Damning report alleges ‘toxic culture’ at major healthcare employer

Employees have expressed doubts their employer can achieve an overhaul of its ‘toxic’ workplace culture, which they say is coming from the ‘top down’

Employees of the First Nations Health Authority will be watching closely this week to see if the agency’s workplace culture changes after a damning report.
 
Canada’s auditor general recently confirmed in an audit the FNHA had a host of problems with executive hiring, compensation and internal conflicts of interest.
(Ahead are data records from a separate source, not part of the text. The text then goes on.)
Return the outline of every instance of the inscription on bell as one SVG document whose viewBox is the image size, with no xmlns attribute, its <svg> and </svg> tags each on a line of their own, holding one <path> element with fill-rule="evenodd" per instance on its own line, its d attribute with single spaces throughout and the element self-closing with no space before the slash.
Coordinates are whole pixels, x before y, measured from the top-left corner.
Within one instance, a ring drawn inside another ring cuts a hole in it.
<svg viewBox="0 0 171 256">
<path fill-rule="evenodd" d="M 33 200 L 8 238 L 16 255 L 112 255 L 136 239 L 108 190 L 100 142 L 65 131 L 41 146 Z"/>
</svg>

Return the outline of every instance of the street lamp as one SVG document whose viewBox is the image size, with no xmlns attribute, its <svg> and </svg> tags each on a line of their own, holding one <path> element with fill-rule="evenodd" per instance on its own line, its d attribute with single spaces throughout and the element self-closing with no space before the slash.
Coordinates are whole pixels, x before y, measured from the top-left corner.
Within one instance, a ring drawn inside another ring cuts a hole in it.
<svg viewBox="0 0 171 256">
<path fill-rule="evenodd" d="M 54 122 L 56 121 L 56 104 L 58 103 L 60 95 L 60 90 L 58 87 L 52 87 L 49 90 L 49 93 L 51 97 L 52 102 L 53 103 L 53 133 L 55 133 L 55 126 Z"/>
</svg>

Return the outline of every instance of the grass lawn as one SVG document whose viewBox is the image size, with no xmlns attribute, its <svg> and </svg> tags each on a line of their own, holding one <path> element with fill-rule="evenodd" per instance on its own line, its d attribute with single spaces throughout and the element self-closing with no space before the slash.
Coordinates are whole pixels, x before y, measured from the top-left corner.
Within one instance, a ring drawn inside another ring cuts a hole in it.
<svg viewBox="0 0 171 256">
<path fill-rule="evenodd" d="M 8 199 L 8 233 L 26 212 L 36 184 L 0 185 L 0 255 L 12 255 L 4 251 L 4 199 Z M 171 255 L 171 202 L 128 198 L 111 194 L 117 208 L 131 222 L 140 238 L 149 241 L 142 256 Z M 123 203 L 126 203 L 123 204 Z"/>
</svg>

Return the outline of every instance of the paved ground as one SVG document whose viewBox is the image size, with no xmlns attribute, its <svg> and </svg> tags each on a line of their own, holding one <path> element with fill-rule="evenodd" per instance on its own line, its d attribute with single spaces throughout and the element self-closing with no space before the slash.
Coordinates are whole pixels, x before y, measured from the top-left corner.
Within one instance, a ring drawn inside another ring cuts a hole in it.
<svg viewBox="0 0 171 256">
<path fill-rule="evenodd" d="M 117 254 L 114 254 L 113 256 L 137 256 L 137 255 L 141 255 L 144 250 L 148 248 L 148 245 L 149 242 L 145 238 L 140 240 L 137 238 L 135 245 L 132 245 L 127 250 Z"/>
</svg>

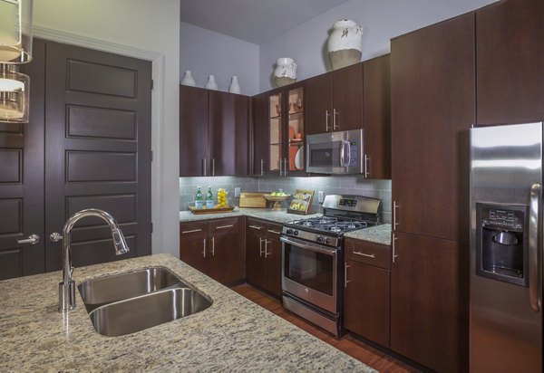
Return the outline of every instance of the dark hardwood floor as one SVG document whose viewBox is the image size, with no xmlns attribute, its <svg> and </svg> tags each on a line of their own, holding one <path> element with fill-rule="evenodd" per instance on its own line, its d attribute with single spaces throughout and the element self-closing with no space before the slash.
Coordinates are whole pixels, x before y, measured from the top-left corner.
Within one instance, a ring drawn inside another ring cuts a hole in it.
<svg viewBox="0 0 544 373">
<path fill-rule="evenodd" d="M 420 370 L 413 367 L 384 354 L 379 349 L 355 339 L 349 334 L 345 334 L 340 339 L 333 337 L 332 334 L 327 333 L 316 326 L 314 326 L 314 324 L 285 310 L 279 300 L 250 285 L 241 284 L 233 286 L 231 289 L 238 294 L 248 298 L 261 307 L 380 372 L 420 372 Z"/>
</svg>

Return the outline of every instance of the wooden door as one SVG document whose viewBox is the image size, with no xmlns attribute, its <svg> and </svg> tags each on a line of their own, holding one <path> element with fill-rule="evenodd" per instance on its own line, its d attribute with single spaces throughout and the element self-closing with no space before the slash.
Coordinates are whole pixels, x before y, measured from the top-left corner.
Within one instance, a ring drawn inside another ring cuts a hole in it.
<svg viewBox="0 0 544 373">
<path fill-rule="evenodd" d="M 389 271 L 345 261 L 344 327 L 384 347 L 389 347 Z"/>
<path fill-rule="evenodd" d="M 332 73 L 306 80 L 306 134 L 331 131 L 333 129 Z"/>
<path fill-rule="evenodd" d="M 44 97 L 45 43 L 34 40 L 29 123 L 0 122 L 0 280 L 45 270 L 44 226 Z M 37 234 L 36 244 L 18 244 Z"/>
<path fill-rule="evenodd" d="M 46 43 L 45 234 L 84 208 L 120 224 L 131 251 L 114 254 L 103 221 L 72 235 L 74 266 L 151 254 L 151 63 Z M 46 270 L 61 269 L 61 242 L 47 242 Z"/>
<path fill-rule="evenodd" d="M 363 128 L 363 64 L 333 72 L 333 130 Z"/>
<path fill-rule="evenodd" d="M 209 176 L 208 90 L 180 85 L 180 176 Z"/>
<path fill-rule="evenodd" d="M 246 278 L 261 288 L 267 287 L 265 238 L 248 232 L 246 235 Z"/>
<path fill-rule="evenodd" d="M 281 297 L 281 242 L 267 238 L 267 286 L 266 289 Z"/>
<path fill-rule="evenodd" d="M 393 229 L 468 241 L 474 14 L 391 42 Z"/>
<path fill-rule="evenodd" d="M 391 179 L 390 56 L 363 63 L 364 177 Z"/>
<path fill-rule="evenodd" d="M 248 169 L 247 96 L 210 91 L 209 149 L 211 176 L 246 176 Z"/>
<path fill-rule="evenodd" d="M 254 96 L 252 105 L 253 176 L 265 176 L 268 169 L 268 94 Z"/>
<path fill-rule="evenodd" d="M 476 12 L 477 123 L 544 119 L 544 2 L 509 0 Z"/>
<path fill-rule="evenodd" d="M 394 234 L 391 349 L 441 372 L 468 371 L 468 245 Z"/>
</svg>

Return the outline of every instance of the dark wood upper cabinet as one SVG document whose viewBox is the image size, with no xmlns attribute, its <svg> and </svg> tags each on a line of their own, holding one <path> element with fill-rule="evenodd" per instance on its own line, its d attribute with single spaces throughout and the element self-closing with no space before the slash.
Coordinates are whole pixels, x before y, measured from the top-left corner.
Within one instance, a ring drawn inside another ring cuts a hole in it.
<svg viewBox="0 0 544 373">
<path fill-rule="evenodd" d="M 208 91 L 180 85 L 180 176 L 205 175 L 208 137 Z"/>
<path fill-rule="evenodd" d="M 355 63 L 306 81 L 308 135 L 363 128 L 363 69 Z"/>
<path fill-rule="evenodd" d="M 500 1 L 476 12 L 477 123 L 544 118 L 544 2 Z"/>
<path fill-rule="evenodd" d="M 393 229 L 468 241 L 474 14 L 391 42 Z"/>
<path fill-rule="evenodd" d="M 390 55 L 363 62 L 363 128 L 364 176 L 391 178 Z"/>
<path fill-rule="evenodd" d="M 180 86 L 180 176 L 245 176 L 249 98 Z"/>
</svg>

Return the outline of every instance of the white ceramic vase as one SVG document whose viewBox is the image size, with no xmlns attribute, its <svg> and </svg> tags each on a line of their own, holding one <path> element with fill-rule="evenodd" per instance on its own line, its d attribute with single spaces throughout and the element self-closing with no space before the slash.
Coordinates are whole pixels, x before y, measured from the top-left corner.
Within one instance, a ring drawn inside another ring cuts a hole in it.
<svg viewBox="0 0 544 373">
<path fill-rule="evenodd" d="M 278 87 L 296 81 L 296 63 L 292 58 L 278 58 L 274 69 L 274 81 Z"/>
<path fill-rule="evenodd" d="M 189 85 L 191 87 L 197 85 L 195 80 L 192 77 L 192 74 L 190 73 L 190 70 L 185 71 L 185 73 L 183 74 L 183 79 L 181 80 L 181 84 Z"/>
<path fill-rule="evenodd" d="M 333 70 L 359 62 L 363 54 L 363 27 L 347 19 L 335 22 L 327 49 Z"/>
<path fill-rule="evenodd" d="M 206 88 L 208 90 L 217 90 L 218 89 L 218 83 L 215 82 L 215 76 L 209 75 L 208 77 L 208 82 L 206 83 L 204 88 Z"/>
<path fill-rule="evenodd" d="M 228 91 L 230 93 L 239 93 L 240 85 L 238 82 L 238 76 L 232 75 L 232 79 L 230 80 L 230 86 L 228 87 Z"/>
</svg>

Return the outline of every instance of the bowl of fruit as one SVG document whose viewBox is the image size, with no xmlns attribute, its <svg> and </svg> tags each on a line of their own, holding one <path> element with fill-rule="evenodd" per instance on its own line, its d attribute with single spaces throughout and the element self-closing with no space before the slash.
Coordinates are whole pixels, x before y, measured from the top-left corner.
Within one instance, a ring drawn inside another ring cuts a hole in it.
<svg viewBox="0 0 544 373">
<path fill-rule="evenodd" d="M 272 192 L 269 195 L 264 195 L 263 196 L 265 198 L 267 198 L 267 200 L 268 201 L 274 201 L 274 209 L 275 210 L 281 210 L 281 201 L 285 201 L 286 199 L 288 199 L 291 195 L 285 193 L 285 192 Z"/>
</svg>

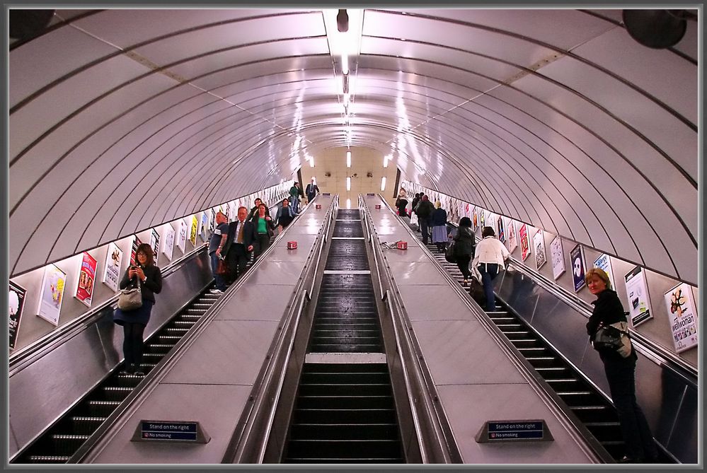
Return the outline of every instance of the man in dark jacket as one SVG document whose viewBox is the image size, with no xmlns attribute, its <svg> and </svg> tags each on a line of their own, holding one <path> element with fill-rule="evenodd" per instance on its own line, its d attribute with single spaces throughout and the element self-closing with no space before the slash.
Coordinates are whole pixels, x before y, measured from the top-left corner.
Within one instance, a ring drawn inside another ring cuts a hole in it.
<svg viewBox="0 0 707 473">
<path fill-rule="evenodd" d="M 420 231 L 423 233 L 423 243 L 427 244 L 430 240 L 430 216 L 435 211 L 435 206 L 430 202 L 427 195 L 423 195 L 415 214 L 418 214 L 418 223 L 420 225 Z"/>
<path fill-rule="evenodd" d="M 240 207 L 238 209 L 238 220 L 229 224 L 229 235 L 221 250 L 225 255 L 229 269 L 231 269 L 231 279 L 235 280 L 246 271 L 246 264 L 251 259 L 253 243 L 255 241 L 255 226 L 253 222 L 246 220 L 248 209 Z"/>
</svg>

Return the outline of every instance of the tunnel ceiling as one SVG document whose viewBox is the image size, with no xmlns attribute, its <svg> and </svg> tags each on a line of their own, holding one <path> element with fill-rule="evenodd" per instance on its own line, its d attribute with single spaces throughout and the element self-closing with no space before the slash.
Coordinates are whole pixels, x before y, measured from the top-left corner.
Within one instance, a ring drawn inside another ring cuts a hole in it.
<svg viewBox="0 0 707 473">
<path fill-rule="evenodd" d="M 11 274 L 351 146 L 391 153 L 411 181 L 696 284 L 696 21 L 656 49 L 621 10 L 366 9 L 349 32 L 360 51 L 346 135 L 327 18 L 57 10 L 43 34 L 11 44 Z"/>
</svg>

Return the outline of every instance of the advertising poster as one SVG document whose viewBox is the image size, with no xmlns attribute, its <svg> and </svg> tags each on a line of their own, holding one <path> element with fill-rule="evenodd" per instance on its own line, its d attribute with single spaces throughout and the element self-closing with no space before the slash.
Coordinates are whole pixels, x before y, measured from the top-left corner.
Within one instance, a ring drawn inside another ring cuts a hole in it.
<svg viewBox="0 0 707 473">
<path fill-rule="evenodd" d="M 152 229 L 152 232 L 150 233 L 150 247 L 152 247 L 152 255 L 155 259 L 155 264 L 157 264 L 157 255 L 159 253 L 157 251 L 159 250 L 159 233 L 154 228 Z"/>
<path fill-rule="evenodd" d="M 530 255 L 530 243 L 528 241 L 528 226 L 523 223 L 520 226 L 520 256 L 525 261 Z"/>
<path fill-rule="evenodd" d="M 507 226 L 508 233 L 508 252 L 510 253 L 513 252 L 513 250 L 518 247 L 518 239 L 516 238 L 515 235 L 515 221 L 509 220 Z"/>
<path fill-rule="evenodd" d="M 552 259 L 552 275 L 555 279 L 565 272 L 565 255 L 562 252 L 562 238 L 560 235 L 550 243 L 550 258 Z"/>
<path fill-rule="evenodd" d="M 184 218 L 179 219 L 179 235 L 177 238 L 177 246 L 184 252 L 185 247 L 187 245 L 187 224 L 184 222 Z"/>
<path fill-rule="evenodd" d="M 611 272 L 611 260 L 608 255 L 604 253 L 597 258 L 594 262 L 594 267 L 604 269 L 607 275 L 609 276 L 609 281 L 611 283 L 611 288 L 614 289 L 616 287 L 614 283 L 614 273 Z"/>
<path fill-rule="evenodd" d="M 162 240 L 164 245 L 162 245 L 162 254 L 167 257 L 168 259 L 172 259 L 172 249 L 174 247 L 174 228 L 171 223 L 164 226 L 162 230 Z"/>
<path fill-rule="evenodd" d="M 697 346 L 697 311 L 692 288 L 685 283 L 678 284 L 665 293 L 665 304 L 675 351 L 680 353 Z"/>
<path fill-rule="evenodd" d="M 585 257 L 582 245 L 577 244 L 570 251 L 570 261 L 572 262 L 572 281 L 575 284 L 575 292 L 587 285 L 585 282 Z"/>
<path fill-rule="evenodd" d="M 137 257 L 137 247 L 142 245 L 142 242 L 137 235 L 135 235 L 135 239 L 132 240 L 132 250 L 130 251 L 130 266 L 134 266 L 136 258 Z"/>
<path fill-rule="evenodd" d="M 199 231 L 201 239 L 207 241 L 209 239 L 209 214 L 206 211 L 201 213 L 201 229 Z"/>
<path fill-rule="evenodd" d="M 62 311 L 66 284 L 67 274 L 54 264 L 47 265 L 42 279 L 39 313 L 37 315 L 54 326 L 59 325 L 59 314 Z"/>
<path fill-rule="evenodd" d="M 650 303 L 648 300 L 648 288 L 645 284 L 645 273 L 640 267 L 636 267 L 626 275 L 626 296 L 628 297 L 628 315 L 631 325 L 636 327 L 653 318 Z"/>
<path fill-rule="evenodd" d="M 548 261 L 545 255 L 545 237 L 543 235 L 543 230 L 539 228 L 533 235 L 533 247 L 535 248 L 535 262 L 539 269 Z"/>
<path fill-rule="evenodd" d="M 88 307 L 91 307 L 91 300 L 93 297 L 93 281 L 96 281 L 97 262 L 88 253 L 84 252 L 84 258 L 79 269 L 79 282 L 74 297 Z"/>
<path fill-rule="evenodd" d="M 114 292 L 117 291 L 120 281 L 120 263 L 122 262 L 122 252 L 115 243 L 108 243 L 108 251 L 105 255 L 105 269 L 103 270 L 103 282 Z"/>
<path fill-rule="evenodd" d="M 20 332 L 20 319 L 22 317 L 22 308 L 25 306 L 26 293 L 24 288 L 10 281 L 10 318 L 8 329 L 10 331 L 11 350 L 15 348 L 15 344 L 17 343 L 17 334 Z"/>
<path fill-rule="evenodd" d="M 196 246 L 196 235 L 197 233 L 199 233 L 199 220 L 197 218 L 196 215 L 193 215 L 192 216 L 192 228 L 189 232 L 189 241 L 194 246 Z"/>
</svg>

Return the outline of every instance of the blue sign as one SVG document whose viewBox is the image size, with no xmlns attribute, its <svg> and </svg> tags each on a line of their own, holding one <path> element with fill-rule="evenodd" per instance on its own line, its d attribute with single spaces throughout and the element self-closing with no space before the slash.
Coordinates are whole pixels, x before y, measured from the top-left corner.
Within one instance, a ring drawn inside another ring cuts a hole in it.
<svg viewBox="0 0 707 473">
<path fill-rule="evenodd" d="M 543 423 L 489 422 L 488 440 L 542 440 Z"/>
<path fill-rule="evenodd" d="M 195 441 L 197 423 L 143 421 L 140 437 L 143 440 Z"/>
</svg>

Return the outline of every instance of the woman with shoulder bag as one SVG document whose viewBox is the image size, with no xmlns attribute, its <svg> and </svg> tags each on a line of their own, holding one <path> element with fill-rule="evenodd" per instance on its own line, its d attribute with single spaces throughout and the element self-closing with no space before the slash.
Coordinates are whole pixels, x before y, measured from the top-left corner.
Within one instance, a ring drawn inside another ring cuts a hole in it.
<svg viewBox="0 0 707 473">
<path fill-rule="evenodd" d="M 143 375 L 144 373 L 140 368 L 144 345 L 142 337 L 155 303 L 154 295 L 162 291 L 162 273 L 154 264 L 152 247 L 149 244 L 142 243 L 137 247 L 135 257 L 137 259 L 136 264 L 130 266 L 125 271 L 120 280 L 120 288 L 139 287 L 142 305 L 132 310 L 116 309 L 113 313 L 113 321 L 123 327 L 122 351 L 125 363 L 120 374 Z"/>
<path fill-rule="evenodd" d="M 626 330 L 628 322 L 623 306 L 616 293 L 611 290 L 607 273 L 599 268 L 592 268 L 585 275 L 590 292 L 597 296 L 592 302 L 594 310 L 587 322 L 587 333 L 594 337 L 602 326 L 617 324 Z M 651 463 L 657 460 L 658 451 L 653 440 L 645 416 L 636 398 L 636 362 L 638 356 L 631 346 L 628 356 L 618 351 L 598 350 L 604 363 L 604 370 L 609 381 L 611 400 L 619 413 L 621 434 L 626 445 L 626 455 L 622 463 Z"/>
<path fill-rule="evenodd" d="M 454 256 L 456 257 L 456 266 L 464 276 L 464 286 L 469 284 L 471 271 L 469 263 L 474 256 L 476 247 L 473 232 L 471 231 L 471 220 L 469 217 L 462 217 L 459 221 L 459 228 L 456 235 L 452 238 L 454 240 Z"/>
</svg>

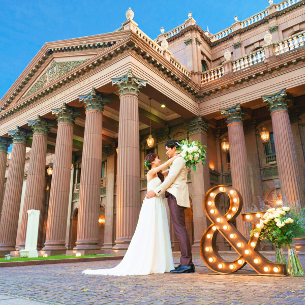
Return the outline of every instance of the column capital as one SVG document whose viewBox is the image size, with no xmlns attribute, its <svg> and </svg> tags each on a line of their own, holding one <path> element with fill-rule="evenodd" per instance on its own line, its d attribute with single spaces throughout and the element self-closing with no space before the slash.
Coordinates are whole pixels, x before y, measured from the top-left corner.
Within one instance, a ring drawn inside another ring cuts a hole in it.
<svg viewBox="0 0 305 305">
<path fill-rule="evenodd" d="M 209 127 L 208 122 L 203 119 L 201 115 L 198 115 L 184 123 L 185 127 L 188 130 L 189 134 L 201 132 L 206 134 L 206 130 Z"/>
<path fill-rule="evenodd" d="M 12 139 L 10 138 L 0 137 L 0 150 L 7 152 L 9 146 L 11 143 Z"/>
<path fill-rule="evenodd" d="M 86 110 L 99 110 L 103 112 L 104 106 L 110 101 L 110 97 L 105 96 L 93 88 L 90 92 L 85 95 L 79 95 L 79 101 L 85 105 Z"/>
<path fill-rule="evenodd" d="M 286 88 L 280 92 L 272 93 L 269 96 L 262 96 L 263 103 L 267 104 L 267 107 L 272 113 L 277 110 L 288 110 L 288 104 L 291 101 L 287 98 Z"/>
<path fill-rule="evenodd" d="M 226 117 L 228 125 L 231 123 L 242 123 L 242 117 L 246 114 L 240 104 L 229 107 L 226 109 L 220 109 L 220 113 Z"/>
<path fill-rule="evenodd" d="M 131 69 L 129 69 L 127 73 L 117 78 L 111 78 L 112 85 L 116 86 L 120 95 L 126 93 L 135 94 L 139 96 L 140 90 L 146 86 L 147 80 L 141 79 L 133 74 Z"/>
<path fill-rule="evenodd" d="M 32 134 L 32 132 L 19 126 L 14 130 L 9 130 L 9 136 L 13 138 L 13 143 L 22 143 L 26 144 L 28 137 Z"/>
<path fill-rule="evenodd" d="M 80 109 L 71 107 L 64 103 L 60 108 L 52 109 L 52 114 L 57 116 L 58 124 L 74 124 L 75 118 L 80 114 Z"/>
<path fill-rule="evenodd" d="M 33 128 L 33 134 L 41 133 L 47 135 L 51 127 L 54 126 L 54 122 L 38 115 L 36 119 L 29 119 L 27 125 Z"/>
</svg>

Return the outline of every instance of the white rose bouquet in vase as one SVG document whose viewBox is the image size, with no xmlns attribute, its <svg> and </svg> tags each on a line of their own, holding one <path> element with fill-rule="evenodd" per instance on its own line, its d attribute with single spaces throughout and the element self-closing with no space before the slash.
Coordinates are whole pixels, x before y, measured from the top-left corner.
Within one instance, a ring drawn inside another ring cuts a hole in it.
<svg viewBox="0 0 305 305">
<path fill-rule="evenodd" d="M 177 149 L 177 151 L 181 154 L 187 167 L 192 166 L 194 172 L 196 172 L 197 164 L 201 162 L 202 165 L 204 165 L 205 163 L 206 151 L 204 148 L 206 146 L 202 144 L 199 141 L 191 142 L 185 139 L 179 143 L 180 148 Z"/>
<path fill-rule="evenodd" d="M 251 231 L 250 236 L 259 234 L 260 239 L 271 241 L 276 249 L 276 262 L 286 264 L 286 267 L 287 263 L 282 246 L 287 246 L 289 273 L 293 277 L 302 277 L 303 269 L 292 243 L 294 220 L 290 217 L 289 211 L 288 206 L 268 209 L 260 221 L 260 227 Z"/>
</svg>

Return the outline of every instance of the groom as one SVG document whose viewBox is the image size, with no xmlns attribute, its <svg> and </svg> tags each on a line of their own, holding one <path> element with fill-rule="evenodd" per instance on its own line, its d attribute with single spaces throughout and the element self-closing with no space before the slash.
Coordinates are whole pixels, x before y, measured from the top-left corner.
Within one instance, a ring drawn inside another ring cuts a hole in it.
<svg viewBox="0 0 305 305">
<path fill-rule="evenodd" d="M 166 155 L 169 158 L 177 155 L 179 147 L 176 140 L 168 141 L 165 143 Z M 172 273 L 190 273 L 195 272 L 195 266 L 192 261 L 192 251 L 189 235 L 186 228 L 185 209 L 190 207 L 189 190 L 188 188 L 188 170 L 182 157 L 175 159 L 169 168 L 168 174 L 158 188 L 148 192 L 146 198 L 160 196 L 164 191 L 167 198 L 168 206 L 175 233 L 178 239 L 181 258 L 180 264 Z"/>
</svg>

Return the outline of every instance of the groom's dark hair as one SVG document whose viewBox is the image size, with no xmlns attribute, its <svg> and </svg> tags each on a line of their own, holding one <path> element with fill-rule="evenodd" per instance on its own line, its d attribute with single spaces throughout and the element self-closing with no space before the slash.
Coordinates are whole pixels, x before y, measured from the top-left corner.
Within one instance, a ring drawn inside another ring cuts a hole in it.
<svg viewBox="0 0 305 305">
<path fill-rule="evenodd" d="M 177 140 L 170 140 L 168 141 L 165 144 L 167 147 L 169 147 L 170 148 L 173 148 L 175 146 L 177 148 L 179 148 L 179 142 Z"/>
</svg>

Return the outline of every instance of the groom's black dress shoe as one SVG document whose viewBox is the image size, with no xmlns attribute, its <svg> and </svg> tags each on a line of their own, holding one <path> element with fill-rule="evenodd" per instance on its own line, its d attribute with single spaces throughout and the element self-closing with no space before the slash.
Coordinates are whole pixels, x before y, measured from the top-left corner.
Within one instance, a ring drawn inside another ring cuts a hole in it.
<svg viewBox="0 0 305 305">
<path fill-rule="evenodd" d="M 194 273 L 195 272 L 195 266 L 184 266 L 180 264 L 177 268 L 175 268 L 173 270 L 171 270 L 171 273 Z"/>
</svg>

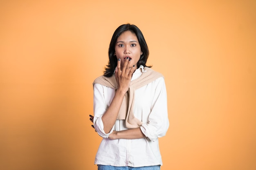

These included a lack of transparency over executive entitlements, as well as recruitment practices that were in breach of its own governance standards.
 
The probe was launched after an anonymous letter accused the FNHA of misogyny, openly condoned sexual harassment, racism and nepotism.
 
Though the FNHA has responded with a whistleblower policy, an enterprise risk management policy, as well as a commitment to improving its policies and governance, some employees are skeptical the culture can change.
 
APTN News reports two employees say moves by the FNHA to disregard some of the damning allegations meant it was ignoring the toxic work environment.
 
“What causes me great anxiety is…how the FNHA was disregarding a lot of the allegations because, for myself, I faced some of them, not all of them, but some,” a current female employee told APTN News on condition of anonymity.
 
“I see, not only in the department I was working in but in others, a lot of mistreatment, a lot of lateral violence, a lot of vertical violence, top down.” The employee said she is currently in counseling as a result of her employment.
 
Another female employee said that the leadership of the FNHA was only interested in self-preservation, not improving the workplace culture.
 
“There is a whole lot of people at that level that are only interested in protecting themselves and their title and their power and not talking about the real issues that we need to fix,” the employee said, adding the FNHA was risking failure.
 
The original letter accused the FNHA, among other things, of hiring women based on looks and not punishing instances of sexual harassment.
 
The results of the audit found that hiring practices were questionable in many cases, and investigations of harassment allegations were far from thorough.
 
APTN News reports that chair of the First Nations Health Council, Grand Chief Doug Kelly, argued the anonymous letter was “essentially a smear campaign”.
 
FNHA board chairwoman Lydia Hwitsum said the agency had accepted the auditor general’s recommendations to improve transparency and accountability.